Three men, above all others, rose to the surface to become the most influential men in the life of Samuel Clemens. They were the only men to whom Clemens himself admitted he could divulge his intimately personal and particularly private thoughts. They were author and editor William Dean Howells, Standard Oil business tycoon Henry H. Rogers, and Hartford Congregationalist minister Joseph Twichell. The correspondence exchanged between Clemens and Howells was first published in the two-volume edition of Mark Twain-Howells Letters edited by Henry Nash Smith and William Gibson in 1960. Mark Twain's Correspondence with Henry Huttleston Rogers edited by Lewis Leary was published in 1969. Both collections are considered indispensable resources to Mark Twain studies. Now The Letters of Mark Twain and Joseph Hopkins Twichell joins their ranks and provides an unprecedented glance into the heart and soul of Clemens's relationship with a man frequently referred to as "Mark Twain's pastor."

The three editors of this volume are Peter Messent, author of Mark Twain and Male Friendship: The Twichell, Howells, & Rogers Friendships (2009); Steve Courtney, author of a definitive biography Joseph Hopkins Twichell (2008); and Harold K. Bush, author of Mark Twain and the Spiritual Crisis of His Age (2007) and Continuing Bonds with the Dead: Parental Grief and Nineteenth-Century American Authors (2016).
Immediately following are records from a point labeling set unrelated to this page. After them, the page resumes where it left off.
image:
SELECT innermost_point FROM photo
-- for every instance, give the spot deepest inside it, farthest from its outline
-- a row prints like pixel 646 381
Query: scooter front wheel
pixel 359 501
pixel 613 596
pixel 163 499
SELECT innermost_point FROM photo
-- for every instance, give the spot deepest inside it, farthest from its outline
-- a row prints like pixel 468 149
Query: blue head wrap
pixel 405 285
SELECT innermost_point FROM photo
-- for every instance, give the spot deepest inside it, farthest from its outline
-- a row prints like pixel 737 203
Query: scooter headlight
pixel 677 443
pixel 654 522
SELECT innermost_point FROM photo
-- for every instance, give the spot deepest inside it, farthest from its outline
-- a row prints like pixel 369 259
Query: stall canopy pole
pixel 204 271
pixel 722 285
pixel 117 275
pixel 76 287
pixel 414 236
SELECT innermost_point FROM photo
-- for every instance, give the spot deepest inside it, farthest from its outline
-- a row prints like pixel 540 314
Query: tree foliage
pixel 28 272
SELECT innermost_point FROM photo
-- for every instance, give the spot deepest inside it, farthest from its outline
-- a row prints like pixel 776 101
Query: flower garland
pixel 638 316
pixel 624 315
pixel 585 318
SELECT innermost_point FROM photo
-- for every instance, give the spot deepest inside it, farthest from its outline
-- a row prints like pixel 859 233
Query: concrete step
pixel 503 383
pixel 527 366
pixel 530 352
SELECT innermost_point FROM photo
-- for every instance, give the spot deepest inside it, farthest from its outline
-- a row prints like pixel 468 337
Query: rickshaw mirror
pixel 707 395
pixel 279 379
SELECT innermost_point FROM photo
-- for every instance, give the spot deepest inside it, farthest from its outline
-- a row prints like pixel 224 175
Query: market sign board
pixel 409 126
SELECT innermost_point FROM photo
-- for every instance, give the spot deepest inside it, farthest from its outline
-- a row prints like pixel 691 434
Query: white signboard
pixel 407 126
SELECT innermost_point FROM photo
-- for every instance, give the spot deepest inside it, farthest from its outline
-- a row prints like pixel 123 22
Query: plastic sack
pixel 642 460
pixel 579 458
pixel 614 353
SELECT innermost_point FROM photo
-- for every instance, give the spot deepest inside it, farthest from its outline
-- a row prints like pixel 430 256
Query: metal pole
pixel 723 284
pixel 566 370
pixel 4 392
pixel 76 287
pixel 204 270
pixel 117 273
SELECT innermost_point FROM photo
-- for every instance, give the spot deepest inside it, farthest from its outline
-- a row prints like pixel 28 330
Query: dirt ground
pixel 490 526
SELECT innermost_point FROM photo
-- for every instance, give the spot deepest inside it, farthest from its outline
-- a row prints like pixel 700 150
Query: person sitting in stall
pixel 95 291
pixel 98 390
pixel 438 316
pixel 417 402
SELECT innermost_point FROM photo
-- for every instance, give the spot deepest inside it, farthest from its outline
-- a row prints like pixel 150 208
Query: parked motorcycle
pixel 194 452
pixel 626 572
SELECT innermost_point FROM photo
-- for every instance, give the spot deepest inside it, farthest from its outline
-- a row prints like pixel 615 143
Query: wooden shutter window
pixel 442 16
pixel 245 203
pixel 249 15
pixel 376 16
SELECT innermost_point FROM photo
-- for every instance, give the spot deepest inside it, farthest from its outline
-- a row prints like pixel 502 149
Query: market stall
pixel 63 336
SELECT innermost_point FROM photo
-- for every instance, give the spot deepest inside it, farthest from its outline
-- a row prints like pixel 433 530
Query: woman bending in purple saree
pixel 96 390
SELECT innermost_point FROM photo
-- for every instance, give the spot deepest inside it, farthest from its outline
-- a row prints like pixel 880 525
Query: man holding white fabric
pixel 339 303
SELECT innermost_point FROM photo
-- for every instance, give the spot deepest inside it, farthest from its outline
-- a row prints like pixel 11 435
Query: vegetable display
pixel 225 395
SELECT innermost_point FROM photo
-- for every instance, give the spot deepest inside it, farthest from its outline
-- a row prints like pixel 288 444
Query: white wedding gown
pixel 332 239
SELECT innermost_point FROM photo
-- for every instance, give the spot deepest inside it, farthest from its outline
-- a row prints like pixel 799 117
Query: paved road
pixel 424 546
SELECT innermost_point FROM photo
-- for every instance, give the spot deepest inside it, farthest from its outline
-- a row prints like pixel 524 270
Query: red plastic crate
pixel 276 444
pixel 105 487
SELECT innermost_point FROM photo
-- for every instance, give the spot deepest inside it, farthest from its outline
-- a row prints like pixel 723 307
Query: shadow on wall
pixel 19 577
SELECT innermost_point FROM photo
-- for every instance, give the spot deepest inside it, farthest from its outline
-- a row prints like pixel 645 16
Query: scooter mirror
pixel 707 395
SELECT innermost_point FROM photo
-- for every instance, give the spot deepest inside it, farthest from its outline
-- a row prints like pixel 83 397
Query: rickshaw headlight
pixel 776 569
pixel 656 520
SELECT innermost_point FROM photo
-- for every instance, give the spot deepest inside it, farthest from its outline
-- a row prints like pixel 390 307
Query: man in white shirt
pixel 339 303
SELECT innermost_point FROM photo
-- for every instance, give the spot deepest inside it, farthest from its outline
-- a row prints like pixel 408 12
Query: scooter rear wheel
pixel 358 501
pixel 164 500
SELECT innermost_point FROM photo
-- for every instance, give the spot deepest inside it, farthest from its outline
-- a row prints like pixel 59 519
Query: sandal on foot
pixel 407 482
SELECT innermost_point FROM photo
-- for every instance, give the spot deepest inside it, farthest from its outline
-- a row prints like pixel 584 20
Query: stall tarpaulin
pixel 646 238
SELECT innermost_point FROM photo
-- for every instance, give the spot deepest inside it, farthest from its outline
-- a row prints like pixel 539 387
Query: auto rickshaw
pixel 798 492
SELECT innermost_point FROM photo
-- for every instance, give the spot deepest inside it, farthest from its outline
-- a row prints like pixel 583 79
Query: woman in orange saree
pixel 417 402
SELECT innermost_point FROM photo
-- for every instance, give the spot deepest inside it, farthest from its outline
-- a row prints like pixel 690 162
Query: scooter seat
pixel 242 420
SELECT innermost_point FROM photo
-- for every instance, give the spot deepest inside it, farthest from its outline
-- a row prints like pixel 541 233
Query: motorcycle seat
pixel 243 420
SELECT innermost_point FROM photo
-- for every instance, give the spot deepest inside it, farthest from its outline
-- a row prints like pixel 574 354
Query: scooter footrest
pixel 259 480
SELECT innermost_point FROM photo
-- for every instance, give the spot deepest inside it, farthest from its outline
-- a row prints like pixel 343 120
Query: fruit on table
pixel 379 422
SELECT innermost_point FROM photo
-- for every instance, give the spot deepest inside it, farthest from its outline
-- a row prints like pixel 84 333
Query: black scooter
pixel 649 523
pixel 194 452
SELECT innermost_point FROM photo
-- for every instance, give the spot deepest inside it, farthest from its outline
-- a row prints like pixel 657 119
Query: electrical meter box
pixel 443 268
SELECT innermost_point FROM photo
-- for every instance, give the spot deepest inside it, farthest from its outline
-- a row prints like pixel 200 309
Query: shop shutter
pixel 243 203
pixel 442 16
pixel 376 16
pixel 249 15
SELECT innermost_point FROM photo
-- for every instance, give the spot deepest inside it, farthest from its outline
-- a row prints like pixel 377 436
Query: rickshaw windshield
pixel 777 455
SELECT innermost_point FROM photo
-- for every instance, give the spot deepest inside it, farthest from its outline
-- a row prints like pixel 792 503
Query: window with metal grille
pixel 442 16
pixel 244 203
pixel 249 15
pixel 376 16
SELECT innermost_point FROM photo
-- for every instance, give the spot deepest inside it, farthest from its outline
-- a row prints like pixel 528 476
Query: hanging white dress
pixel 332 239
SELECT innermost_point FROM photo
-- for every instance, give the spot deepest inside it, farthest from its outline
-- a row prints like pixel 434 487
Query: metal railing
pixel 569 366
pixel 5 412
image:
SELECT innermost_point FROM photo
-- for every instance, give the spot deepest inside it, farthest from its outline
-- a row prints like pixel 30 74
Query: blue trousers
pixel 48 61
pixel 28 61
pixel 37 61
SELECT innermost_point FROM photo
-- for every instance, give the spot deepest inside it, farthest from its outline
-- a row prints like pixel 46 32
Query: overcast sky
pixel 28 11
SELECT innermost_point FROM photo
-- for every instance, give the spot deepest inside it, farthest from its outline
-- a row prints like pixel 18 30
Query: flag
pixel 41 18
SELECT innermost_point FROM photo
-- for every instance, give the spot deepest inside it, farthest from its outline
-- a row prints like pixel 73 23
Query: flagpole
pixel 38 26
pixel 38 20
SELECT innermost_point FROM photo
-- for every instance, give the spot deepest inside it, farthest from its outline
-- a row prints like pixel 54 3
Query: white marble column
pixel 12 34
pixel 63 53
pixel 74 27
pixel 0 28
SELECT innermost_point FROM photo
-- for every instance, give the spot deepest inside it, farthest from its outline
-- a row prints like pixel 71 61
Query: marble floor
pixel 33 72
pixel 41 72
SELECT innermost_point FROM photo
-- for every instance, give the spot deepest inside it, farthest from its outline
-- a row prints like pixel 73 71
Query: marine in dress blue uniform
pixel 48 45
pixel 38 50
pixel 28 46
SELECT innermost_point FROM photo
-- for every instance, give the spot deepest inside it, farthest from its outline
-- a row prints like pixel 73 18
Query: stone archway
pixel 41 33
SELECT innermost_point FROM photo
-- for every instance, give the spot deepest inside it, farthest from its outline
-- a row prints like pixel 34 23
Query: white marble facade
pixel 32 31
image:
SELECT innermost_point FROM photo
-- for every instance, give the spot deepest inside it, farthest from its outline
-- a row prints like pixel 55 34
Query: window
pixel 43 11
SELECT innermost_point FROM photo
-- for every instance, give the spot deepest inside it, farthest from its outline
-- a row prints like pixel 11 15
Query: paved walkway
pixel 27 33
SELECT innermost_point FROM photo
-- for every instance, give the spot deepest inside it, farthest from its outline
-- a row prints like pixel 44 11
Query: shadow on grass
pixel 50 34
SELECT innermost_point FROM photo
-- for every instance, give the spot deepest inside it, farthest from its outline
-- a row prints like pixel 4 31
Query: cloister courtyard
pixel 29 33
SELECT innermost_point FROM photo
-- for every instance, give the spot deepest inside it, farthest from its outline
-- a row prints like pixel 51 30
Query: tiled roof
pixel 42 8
This volume features 310 letters exchanged between Clemens and Twichell from 1868 to 1909. Of these, 146 letters were written by Clemens. The authoritative transcriptions for Clemens's letters were provided by the Mark Twain Papers & Project. Messent, Courtney, and Bush provided the transcriptions of Twichell's letters. Rather than adhering to the meticulous style of publishing letters as established by the Mark Twain Papers & Project, with all textual variants and emendations displayed, these editors have implemented a simple format that provides a readable text with minimal annotations. The editors ask not to be compared too harshly to the previous scholarly editions issued from the University of California Press for this decision. As a result, this volume is similar to the style implemented by Smith, Gibson, and Leary in previous collections. However, in a stylistic departure for heading each letter, this volume identifies the correspondents as "Twichell" and "Twain" rather than "Twichell" and "Clemens." This is perhaps a concession to the fact that Twichell addressed Clemens as "Mark." Only twice in this collection of correspondence did Clemens sign letters to Twichell with any name other than "Mark"--in one letter written immediately after the death of his daughter Susy in 1896 and in one after the death of his wife Livy in 1904. Both letters he signed simply "SLC."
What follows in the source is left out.